SECTION II. LITERATURE REVIEW
This section explores the theoretical and empirical literature on college wage premium in the United States. We first assess the human capital model which was initially propounded by Becker (1964) and later improved on by Mincer (1974). The model is a core econometric model in labor economics and it has become the standard framework for specifying all wage models in most empirical papers. According to Mincer (1974), education and experience are considered as the pivotal means by which the individual increases his productivity and earnings in the labor market.

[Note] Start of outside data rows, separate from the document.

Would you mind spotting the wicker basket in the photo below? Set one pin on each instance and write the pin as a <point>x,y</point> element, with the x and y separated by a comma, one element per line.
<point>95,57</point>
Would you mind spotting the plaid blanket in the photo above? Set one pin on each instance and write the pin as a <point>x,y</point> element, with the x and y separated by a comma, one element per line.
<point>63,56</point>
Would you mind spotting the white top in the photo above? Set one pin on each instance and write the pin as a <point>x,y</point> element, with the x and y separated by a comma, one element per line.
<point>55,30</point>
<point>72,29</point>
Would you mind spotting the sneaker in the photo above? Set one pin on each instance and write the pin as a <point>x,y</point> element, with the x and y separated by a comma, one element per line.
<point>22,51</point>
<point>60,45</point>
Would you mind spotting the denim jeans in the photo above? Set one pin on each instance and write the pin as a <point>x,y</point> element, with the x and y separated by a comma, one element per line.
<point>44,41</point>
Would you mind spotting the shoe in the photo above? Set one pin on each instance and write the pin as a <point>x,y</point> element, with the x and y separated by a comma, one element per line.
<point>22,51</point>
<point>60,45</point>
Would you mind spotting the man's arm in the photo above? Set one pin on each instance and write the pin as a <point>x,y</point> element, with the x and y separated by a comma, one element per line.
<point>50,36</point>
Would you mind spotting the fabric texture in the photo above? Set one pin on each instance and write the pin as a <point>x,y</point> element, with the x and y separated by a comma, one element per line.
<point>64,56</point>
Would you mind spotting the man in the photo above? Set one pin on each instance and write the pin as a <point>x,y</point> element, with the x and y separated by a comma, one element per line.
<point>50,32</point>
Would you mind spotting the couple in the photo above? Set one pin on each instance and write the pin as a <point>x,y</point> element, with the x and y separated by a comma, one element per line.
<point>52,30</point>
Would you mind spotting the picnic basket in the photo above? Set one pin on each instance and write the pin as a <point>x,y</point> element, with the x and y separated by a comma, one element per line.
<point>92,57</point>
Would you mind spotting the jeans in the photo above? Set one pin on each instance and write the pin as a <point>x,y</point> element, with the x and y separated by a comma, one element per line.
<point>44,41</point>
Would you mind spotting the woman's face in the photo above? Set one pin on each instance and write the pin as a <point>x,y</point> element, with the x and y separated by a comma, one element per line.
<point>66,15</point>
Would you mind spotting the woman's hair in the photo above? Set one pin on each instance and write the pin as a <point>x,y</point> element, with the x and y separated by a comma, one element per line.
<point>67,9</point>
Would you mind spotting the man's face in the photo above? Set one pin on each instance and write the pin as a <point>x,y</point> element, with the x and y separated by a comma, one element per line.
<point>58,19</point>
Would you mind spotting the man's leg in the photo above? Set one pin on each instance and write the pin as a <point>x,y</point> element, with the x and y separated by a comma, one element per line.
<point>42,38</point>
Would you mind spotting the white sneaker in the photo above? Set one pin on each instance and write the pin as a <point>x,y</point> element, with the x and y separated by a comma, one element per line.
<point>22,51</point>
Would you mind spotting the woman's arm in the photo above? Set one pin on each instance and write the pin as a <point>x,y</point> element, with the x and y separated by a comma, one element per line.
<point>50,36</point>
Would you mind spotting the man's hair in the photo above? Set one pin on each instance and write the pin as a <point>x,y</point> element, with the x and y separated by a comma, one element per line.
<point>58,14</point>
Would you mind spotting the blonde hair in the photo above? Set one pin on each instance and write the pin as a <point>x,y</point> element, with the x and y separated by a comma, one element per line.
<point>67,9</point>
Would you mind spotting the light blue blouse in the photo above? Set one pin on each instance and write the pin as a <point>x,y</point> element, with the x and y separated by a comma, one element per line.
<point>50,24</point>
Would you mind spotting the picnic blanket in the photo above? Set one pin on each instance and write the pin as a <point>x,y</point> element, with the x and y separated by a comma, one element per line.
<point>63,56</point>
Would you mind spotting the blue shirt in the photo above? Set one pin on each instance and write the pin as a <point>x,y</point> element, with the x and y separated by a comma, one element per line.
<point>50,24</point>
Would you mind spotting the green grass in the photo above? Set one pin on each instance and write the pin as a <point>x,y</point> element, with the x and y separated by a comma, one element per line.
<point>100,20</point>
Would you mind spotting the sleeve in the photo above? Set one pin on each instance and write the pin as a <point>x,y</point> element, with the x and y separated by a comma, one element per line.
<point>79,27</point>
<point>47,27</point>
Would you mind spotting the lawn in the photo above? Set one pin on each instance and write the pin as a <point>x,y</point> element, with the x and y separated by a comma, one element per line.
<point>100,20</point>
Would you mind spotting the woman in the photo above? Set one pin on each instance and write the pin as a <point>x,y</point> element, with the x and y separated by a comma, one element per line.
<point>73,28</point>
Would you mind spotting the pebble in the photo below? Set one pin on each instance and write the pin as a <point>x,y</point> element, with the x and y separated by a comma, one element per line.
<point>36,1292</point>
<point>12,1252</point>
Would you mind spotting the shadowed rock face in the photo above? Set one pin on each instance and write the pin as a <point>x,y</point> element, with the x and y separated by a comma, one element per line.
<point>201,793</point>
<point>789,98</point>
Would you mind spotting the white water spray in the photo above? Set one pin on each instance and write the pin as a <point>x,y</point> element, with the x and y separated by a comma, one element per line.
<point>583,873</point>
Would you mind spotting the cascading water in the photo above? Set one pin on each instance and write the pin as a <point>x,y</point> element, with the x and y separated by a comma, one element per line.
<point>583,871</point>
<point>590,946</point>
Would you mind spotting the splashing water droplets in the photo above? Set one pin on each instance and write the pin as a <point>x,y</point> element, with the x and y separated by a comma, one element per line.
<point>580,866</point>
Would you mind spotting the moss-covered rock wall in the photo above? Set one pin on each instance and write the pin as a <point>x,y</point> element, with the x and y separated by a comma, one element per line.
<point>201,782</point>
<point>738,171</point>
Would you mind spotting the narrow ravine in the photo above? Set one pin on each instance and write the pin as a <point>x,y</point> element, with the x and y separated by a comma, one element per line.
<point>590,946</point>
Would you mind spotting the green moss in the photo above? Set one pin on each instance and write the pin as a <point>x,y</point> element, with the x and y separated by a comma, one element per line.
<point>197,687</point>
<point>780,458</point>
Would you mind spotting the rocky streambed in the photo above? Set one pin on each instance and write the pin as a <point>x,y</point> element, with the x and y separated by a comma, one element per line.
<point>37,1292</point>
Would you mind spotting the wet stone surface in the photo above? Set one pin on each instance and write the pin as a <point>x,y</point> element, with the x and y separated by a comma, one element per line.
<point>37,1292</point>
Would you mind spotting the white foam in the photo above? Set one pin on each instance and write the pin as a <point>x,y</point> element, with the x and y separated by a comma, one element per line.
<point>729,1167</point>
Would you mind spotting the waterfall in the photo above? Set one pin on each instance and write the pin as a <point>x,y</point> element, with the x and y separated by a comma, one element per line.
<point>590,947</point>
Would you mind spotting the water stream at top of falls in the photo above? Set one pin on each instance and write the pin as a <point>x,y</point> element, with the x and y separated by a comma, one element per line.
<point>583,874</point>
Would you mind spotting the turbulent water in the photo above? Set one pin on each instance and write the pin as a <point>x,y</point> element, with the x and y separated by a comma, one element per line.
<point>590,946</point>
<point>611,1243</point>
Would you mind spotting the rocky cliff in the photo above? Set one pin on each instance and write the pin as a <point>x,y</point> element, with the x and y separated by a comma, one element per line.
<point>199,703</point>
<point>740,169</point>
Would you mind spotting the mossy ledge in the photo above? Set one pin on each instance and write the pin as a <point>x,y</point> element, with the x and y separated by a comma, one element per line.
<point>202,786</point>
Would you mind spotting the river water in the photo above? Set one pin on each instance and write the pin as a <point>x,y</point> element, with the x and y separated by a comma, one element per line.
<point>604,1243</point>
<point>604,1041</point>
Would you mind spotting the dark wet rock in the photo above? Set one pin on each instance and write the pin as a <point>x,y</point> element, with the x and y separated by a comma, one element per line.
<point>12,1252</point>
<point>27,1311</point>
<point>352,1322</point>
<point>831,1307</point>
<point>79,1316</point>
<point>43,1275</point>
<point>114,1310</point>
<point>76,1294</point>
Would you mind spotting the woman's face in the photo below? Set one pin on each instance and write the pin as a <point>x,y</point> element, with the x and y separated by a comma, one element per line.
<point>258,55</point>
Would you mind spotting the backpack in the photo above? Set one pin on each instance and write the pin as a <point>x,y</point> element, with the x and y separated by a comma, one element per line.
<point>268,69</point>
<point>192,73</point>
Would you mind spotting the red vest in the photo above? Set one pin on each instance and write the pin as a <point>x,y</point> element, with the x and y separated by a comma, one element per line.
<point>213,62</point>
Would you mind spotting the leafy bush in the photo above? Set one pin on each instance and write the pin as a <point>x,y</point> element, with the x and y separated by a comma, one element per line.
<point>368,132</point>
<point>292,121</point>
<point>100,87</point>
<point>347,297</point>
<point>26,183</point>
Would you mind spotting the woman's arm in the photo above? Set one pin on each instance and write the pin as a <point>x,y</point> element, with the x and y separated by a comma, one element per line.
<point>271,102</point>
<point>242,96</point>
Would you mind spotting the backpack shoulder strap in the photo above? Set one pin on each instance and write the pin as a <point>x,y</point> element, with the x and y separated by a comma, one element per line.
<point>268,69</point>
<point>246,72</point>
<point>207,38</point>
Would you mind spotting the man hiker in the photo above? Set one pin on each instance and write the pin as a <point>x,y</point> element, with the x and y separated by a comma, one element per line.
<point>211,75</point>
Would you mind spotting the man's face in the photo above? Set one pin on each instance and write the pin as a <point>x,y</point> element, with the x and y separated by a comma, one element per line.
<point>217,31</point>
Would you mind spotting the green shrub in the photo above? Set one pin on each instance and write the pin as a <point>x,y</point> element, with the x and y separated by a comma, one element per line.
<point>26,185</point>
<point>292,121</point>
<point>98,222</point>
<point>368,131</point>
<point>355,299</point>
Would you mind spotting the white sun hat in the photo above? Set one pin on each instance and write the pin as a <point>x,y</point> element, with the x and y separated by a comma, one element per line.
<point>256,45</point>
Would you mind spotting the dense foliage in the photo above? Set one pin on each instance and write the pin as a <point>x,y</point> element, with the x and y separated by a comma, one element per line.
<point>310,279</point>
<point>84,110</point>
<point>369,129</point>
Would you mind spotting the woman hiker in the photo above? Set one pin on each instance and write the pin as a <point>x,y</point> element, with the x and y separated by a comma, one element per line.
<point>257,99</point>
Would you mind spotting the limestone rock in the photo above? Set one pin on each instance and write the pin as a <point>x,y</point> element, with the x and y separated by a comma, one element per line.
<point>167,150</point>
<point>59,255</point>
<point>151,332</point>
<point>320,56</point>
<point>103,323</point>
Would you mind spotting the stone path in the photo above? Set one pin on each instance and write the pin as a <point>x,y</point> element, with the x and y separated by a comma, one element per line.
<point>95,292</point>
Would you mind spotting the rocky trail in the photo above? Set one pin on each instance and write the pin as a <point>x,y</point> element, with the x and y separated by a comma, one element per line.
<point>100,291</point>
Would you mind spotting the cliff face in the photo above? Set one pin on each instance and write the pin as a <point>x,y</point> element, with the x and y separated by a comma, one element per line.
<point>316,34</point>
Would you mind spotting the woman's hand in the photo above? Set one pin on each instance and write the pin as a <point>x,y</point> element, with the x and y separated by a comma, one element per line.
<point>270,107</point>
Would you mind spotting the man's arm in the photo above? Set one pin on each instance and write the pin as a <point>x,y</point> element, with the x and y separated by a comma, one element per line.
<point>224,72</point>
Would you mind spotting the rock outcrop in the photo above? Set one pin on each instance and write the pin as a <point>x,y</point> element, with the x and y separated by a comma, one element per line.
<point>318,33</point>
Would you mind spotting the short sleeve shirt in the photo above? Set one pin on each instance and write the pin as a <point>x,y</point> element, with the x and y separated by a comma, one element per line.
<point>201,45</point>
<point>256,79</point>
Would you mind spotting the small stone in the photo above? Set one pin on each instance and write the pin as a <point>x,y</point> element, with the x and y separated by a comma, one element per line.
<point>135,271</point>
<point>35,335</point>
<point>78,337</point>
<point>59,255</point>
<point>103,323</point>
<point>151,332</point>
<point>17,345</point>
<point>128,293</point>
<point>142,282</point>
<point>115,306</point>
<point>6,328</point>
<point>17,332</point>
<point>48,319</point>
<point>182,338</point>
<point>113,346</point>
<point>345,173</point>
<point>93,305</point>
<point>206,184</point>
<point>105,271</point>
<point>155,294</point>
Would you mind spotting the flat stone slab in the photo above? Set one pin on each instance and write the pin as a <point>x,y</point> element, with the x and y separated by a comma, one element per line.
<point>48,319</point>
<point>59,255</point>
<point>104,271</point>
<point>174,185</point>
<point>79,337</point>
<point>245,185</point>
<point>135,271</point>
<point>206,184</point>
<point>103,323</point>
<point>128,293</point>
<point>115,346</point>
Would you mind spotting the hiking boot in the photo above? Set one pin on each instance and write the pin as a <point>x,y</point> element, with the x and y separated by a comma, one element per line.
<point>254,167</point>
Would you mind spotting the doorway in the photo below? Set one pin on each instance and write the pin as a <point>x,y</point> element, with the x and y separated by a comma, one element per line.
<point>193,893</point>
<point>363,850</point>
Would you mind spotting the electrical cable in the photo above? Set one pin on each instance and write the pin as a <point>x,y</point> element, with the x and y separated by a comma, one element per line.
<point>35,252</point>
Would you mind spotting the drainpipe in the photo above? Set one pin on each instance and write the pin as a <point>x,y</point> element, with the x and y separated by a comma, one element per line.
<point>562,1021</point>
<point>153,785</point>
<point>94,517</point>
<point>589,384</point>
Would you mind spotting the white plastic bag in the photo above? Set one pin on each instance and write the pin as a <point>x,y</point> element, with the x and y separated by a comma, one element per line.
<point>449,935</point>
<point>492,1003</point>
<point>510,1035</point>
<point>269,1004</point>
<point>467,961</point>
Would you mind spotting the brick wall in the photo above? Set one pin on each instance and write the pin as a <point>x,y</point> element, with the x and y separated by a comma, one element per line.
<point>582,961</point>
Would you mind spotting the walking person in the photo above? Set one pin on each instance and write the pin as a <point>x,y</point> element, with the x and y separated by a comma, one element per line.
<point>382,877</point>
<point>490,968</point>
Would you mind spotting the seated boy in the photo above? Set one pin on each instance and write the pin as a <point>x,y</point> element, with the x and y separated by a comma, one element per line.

Following Mincer’s (1974) wage model specification, Card (1999) posits that two hypotheses must hold to allow a meaningful assessment on the true return to education. First, he asserts that in the standard human capital earning function, the education variable is measured correctly when the number of years of completed education is used rather than the individual’s level of education which is always measured as a categorical variable. Secondly, he points out that a year increase in education should affect earnings by the same magnitude, other things being equal. If the two conditions above are satisfied, then one can estimate the true returns to schooling with precision (Card, 1999). The previous discussions indicate that a person who is well-educated or has more years of experience on a job is expected to be efficient and is therefore rewarded financially. Proponents of the human capital model, (Becker, 1964) and (Mincer, 1974) are of the view that the rate of return at a person’s year of education is equivalent to his discounted value of wages over time. It is therefore important for a person to continue his/her education if and only if the internal rate of return outstrips the marginal cost of schooling. Many empirical works in the literature have confirmed how the accumulation of stock of knowledge and the increase in the years of experience of a worker have resulted in an increased wage. For instance, Day and Eric (2002) provide evidence that the annual earnings of a high school graduate were about one-third lower than the earnings of a college graduate.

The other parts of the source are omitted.